Here is a beautiful story from Thich Nhat Hanh (Peace Is Every Step: The Path of Mindfulness in Everyday Life), reminding us of the inevitability, beauty and even joy inherent in impermanence:
I asked the leaf whether it was frightened because it was autumn and the other leaves were falling. The leaf told me, “No. During the whole spring and summer I was completely alive. I worked hard to help nourish the tree, and now much of me is in the tree. I am not limited by this form. I am also the whole tree, and when I go back to the soil, I will continue to nourish the tree. So I don’t worry at all. As I leave this branch and float to the ground, I will wave to the tree and tell her, ‘I will see you again very soon.’”
That day there was a wind blowing and, after a while, I saw the leaf leave the branch and float down to the soil, dancing joyfully, because as it floated it saw itself already there in the tree. It was so happy. I bowed my head, knowing that I have a lot to learn from the leaf.
The leaf, our children, our own tender hearts — we have so much to learn from all of these teachers about impermanence and everything else.
Thankfully, Jasper is doing much better. He is on a healing path, back at school, still slightly symptomatic but improving every day. His mood and attitude have been amazing throughout. We are accepting the reality of his injury and also holding positive thoughts and wishes for his health and well-being and recovery. As always, he has been one of my greatest teachers throughout this process. Along with meditating on impermanence. I highly recommend it. Here’s how….

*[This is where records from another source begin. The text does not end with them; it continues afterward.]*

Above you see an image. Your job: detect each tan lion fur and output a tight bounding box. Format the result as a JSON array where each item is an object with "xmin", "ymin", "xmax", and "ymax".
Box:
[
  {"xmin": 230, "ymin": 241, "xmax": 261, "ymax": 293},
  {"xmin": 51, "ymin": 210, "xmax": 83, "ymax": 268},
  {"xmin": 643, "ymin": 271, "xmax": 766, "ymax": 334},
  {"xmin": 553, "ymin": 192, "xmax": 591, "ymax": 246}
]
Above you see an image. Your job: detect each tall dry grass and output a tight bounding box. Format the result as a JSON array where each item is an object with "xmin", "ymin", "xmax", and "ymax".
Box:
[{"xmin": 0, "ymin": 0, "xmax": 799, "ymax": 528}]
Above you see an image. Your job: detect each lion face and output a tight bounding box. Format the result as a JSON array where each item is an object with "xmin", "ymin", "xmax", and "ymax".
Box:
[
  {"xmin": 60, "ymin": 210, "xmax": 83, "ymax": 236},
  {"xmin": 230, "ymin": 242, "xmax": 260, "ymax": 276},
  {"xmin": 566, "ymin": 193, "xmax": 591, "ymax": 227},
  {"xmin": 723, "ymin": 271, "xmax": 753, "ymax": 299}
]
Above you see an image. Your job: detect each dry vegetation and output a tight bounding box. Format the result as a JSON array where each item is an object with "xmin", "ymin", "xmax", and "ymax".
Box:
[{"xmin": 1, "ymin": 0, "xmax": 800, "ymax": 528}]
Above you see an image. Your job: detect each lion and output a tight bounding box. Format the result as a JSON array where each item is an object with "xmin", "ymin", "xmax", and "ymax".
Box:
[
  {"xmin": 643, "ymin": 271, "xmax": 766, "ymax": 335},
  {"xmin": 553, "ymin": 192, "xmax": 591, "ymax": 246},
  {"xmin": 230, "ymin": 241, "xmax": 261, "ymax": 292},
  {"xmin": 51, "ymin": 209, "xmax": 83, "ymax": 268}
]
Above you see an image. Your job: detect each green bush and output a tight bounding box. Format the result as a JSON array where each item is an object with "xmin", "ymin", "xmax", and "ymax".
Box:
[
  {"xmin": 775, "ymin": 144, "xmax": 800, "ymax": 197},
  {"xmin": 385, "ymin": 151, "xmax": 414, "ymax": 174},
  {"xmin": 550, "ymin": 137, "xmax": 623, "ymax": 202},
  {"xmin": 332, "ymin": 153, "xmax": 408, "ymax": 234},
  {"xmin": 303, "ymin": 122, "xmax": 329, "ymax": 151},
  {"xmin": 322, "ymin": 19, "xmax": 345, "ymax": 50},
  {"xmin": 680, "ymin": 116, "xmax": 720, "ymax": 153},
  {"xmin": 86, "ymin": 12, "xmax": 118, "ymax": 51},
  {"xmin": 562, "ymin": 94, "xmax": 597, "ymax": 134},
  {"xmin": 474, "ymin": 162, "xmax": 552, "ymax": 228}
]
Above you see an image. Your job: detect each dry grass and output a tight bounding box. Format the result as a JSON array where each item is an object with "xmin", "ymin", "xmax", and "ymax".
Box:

September Meditation Tip: Ride the Wave of Impermanence
Sitting in mindfulness practice provides a wonderful opportunity for improving our ability to notice and accept the ever-changing nature of all phenomena. We can see impermanence most obviously with the breath. The breath is always moving, in and out, in and out, no two breaths identical. Another place to look for and practice befriending impermanence is with sensations in the body. The next time you have an itch while meditating, don’t scratch it. Rather, bring your full attention to it. Watch it as it grows, or shrinks, or moves. Get intimate with the sensation in a way you never have before. And eventually, certainly, it will recede. Without you having anything to say about it. You can watch any bodily sensation like this: a pain in the knee, an ache in the back, tension in the shoulders, tingling in the feet. Whatever the sensation, bring all your mindfulness to it and just watch it transform. It may pulse, throb, shift, grow, shrink, move, etc. Nothing stays the same. Everything is constantly in flux. This, too, shall pass. Believe it, accept it, and watch your suffering decrease as a result!